Description
PyTorch is a deep learning framework that puts Python first. It provides Tensors and Dynamic neural networks in Python with strong GPU acceleration.
Software Category: data
For detailed information, visit the PyTorch
website.
Available Versions
The current installation of PyTorch
incorporates the most popular packages. To find the available versions and learn how to load them, run:
module spider pytorch
The output of the command shows the available PyTorch
module versions.
For detailed information about a particular PyTorch
module, including how to load the module, run the module spider
command with the module’s full version label. For example:
module spider pytorch/1.12.0
Module | Version |
Module Load Command |
pytorch | 1.12.0 |
module load apptainer/1.2.2 pytorch/1.12.0
|
pytorch | 2.0.1 |
module load apptainer/1.2.2 pytorch/2.0.1
|
pytorch | 2.4.0 |
module load apptainer/1.2.2 pytorch/2.4.0
|
PyTorch Jupyter Notebooks
Jupyter Notebooks can be used for interactive code development and execution of Python scripts and several other codes. PyTorch Jupyter kernels are backed by containers in the corresponding modules.
Accessing the JupyterLab Portal
- Open a web browser and go to: https://ood.hpc.virginia.edu.
- Use your “Netbadge” credentials to log in.
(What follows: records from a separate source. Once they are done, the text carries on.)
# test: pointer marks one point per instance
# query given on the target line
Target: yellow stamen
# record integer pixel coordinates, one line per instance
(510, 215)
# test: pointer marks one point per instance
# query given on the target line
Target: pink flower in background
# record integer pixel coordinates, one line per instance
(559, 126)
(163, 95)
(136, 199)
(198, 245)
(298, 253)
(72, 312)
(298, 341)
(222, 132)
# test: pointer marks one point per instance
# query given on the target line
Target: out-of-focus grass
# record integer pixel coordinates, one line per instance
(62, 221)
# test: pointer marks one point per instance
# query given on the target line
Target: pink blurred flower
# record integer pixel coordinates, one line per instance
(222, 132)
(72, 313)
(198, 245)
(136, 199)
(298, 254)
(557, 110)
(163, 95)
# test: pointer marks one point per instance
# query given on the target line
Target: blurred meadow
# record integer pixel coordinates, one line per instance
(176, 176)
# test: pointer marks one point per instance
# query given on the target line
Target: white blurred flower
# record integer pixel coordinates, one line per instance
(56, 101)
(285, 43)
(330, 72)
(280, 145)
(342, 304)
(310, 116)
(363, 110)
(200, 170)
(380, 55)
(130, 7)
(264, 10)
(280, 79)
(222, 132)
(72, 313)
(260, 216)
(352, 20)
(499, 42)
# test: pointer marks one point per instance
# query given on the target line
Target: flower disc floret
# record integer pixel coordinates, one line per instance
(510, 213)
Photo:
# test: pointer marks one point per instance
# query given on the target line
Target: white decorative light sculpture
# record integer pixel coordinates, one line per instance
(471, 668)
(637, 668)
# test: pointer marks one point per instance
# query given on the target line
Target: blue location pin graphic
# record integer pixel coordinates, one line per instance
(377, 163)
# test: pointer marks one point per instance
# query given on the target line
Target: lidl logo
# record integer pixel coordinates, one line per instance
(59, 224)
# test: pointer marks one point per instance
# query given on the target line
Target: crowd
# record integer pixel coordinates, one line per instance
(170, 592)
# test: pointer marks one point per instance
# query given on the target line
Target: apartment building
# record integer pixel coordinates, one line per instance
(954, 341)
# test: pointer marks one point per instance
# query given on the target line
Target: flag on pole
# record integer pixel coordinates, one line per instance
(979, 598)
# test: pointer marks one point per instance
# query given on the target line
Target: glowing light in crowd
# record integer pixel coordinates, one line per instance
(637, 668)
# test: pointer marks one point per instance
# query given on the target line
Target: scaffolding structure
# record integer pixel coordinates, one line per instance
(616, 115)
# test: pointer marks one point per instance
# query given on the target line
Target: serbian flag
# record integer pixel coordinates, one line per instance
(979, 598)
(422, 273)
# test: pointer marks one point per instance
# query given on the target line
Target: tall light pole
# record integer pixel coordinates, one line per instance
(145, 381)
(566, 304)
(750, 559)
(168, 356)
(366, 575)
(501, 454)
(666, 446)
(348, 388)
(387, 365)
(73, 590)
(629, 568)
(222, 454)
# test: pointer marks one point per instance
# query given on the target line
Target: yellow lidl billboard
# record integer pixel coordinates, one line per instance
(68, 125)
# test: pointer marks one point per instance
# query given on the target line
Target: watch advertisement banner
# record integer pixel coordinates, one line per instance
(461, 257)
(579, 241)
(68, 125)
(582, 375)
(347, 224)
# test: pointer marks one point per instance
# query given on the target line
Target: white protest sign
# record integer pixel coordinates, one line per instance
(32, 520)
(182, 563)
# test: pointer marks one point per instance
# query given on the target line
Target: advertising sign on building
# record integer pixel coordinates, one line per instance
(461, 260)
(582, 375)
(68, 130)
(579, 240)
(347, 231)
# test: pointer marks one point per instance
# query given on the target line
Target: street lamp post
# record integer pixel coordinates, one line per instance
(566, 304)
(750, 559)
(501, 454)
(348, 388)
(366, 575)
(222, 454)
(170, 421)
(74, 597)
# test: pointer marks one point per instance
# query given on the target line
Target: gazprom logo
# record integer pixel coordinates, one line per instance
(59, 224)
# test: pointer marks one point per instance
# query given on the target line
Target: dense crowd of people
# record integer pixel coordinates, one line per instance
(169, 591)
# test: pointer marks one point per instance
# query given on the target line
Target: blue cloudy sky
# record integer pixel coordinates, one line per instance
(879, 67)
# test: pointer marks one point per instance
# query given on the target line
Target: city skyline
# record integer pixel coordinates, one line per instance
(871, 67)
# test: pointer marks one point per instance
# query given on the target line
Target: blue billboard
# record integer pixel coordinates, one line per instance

- On the top right of the menu bar of the Open OnDemand dashboard, click on
Interactive Apps
.
- In the drop-down box, click on
JupyterLab
.
Requesting access to a GPU node
To start a JupyterLab session, fill out the resource request webform. To request access to a GPU, verify the correct selection for the following parameters:
- Under Rivanna Partition, choose “GPU”.
- Under Optional GPU Type, choose a GPU type or leave it as “default” (first available).
Click Launch
to start the session.
Editing and Running the Notebook
Once the JupyterLab instance has started, you can edit and run your notebook as described here.
PyTorch Slurm jobs
The following is a Slurm script template. The commented numbers correspond to the items in the ensuing notes.
#!/bin/bash
#SBATCH -A mygroup
#SBATCH -p gpu # 1
#SBATCH --gres=gpu:1 # 1
#SBATCH -c 1
#SBATCH -t 00:01:00
#SBATCH -J pytorchtest
#SBATCH -o pytorchtest-%A.out
#SBATCH -e pytorchtest-%A.err
module purge
module load apptainer pytorch/2.0.1 # 2
apptainer run --nv $CONTAINERDIR/pytorch-2.0.1.sif pytorch_example.py # 3
Notes:
-
The Slurm script needs to include the #SBATCH -p gpu
and #SBATCH --gres=gpu
directives in order to request access to a GPU node and its GPU device. Please visit the Jobs Using a GPU section for details.
-
To use the pytorch container, load the apptainer and pytorch modules. You may choose a different version (see module spider
above).
Do not load the cuda
or cudnn
modules since these libraries are included with pytorch.
-
The --nv
flag sets up the container’s environment to use a GPU when running a GPU-enabled application. The run
command executes the default command defined in the container, which in this case is python
. What follows after the *.sif
is passed as arguments. In summary, the apptainer command can be translated as: “Use the python
interpreter inside the pytorch container to execute pytorch_example.py
with GPU enabled.”
PyTorch Interactive Jobs (ijob)
Start an ijob. Note the addition of -p gpu
and --gres=gpu
to request access to a GPU node and its GPU device.
ijob -A mygroup -p gpu --gres=gpu -c 1
module purge
module load apptainer pytorch/2.0.1
apptainer run --nv $CONTAINERDIR/pytorch-2.0.1.sif pytorch_example.py
Interaction with the Host File System
The following user directories are overlayed onto each container by default on the HPC system:
- /home
- /scratch
- /nv
- /standard
- /project
Due to the overlay, these directories are by default the same inside and outside the container with the same read, write, and execute permissions. This means that file modifications in these directories (e.g. in /home) via processes running inside the container are persistent even after the container instance exits. The /nv
and /project
directories refer to leased storage locations that may not be available to all users.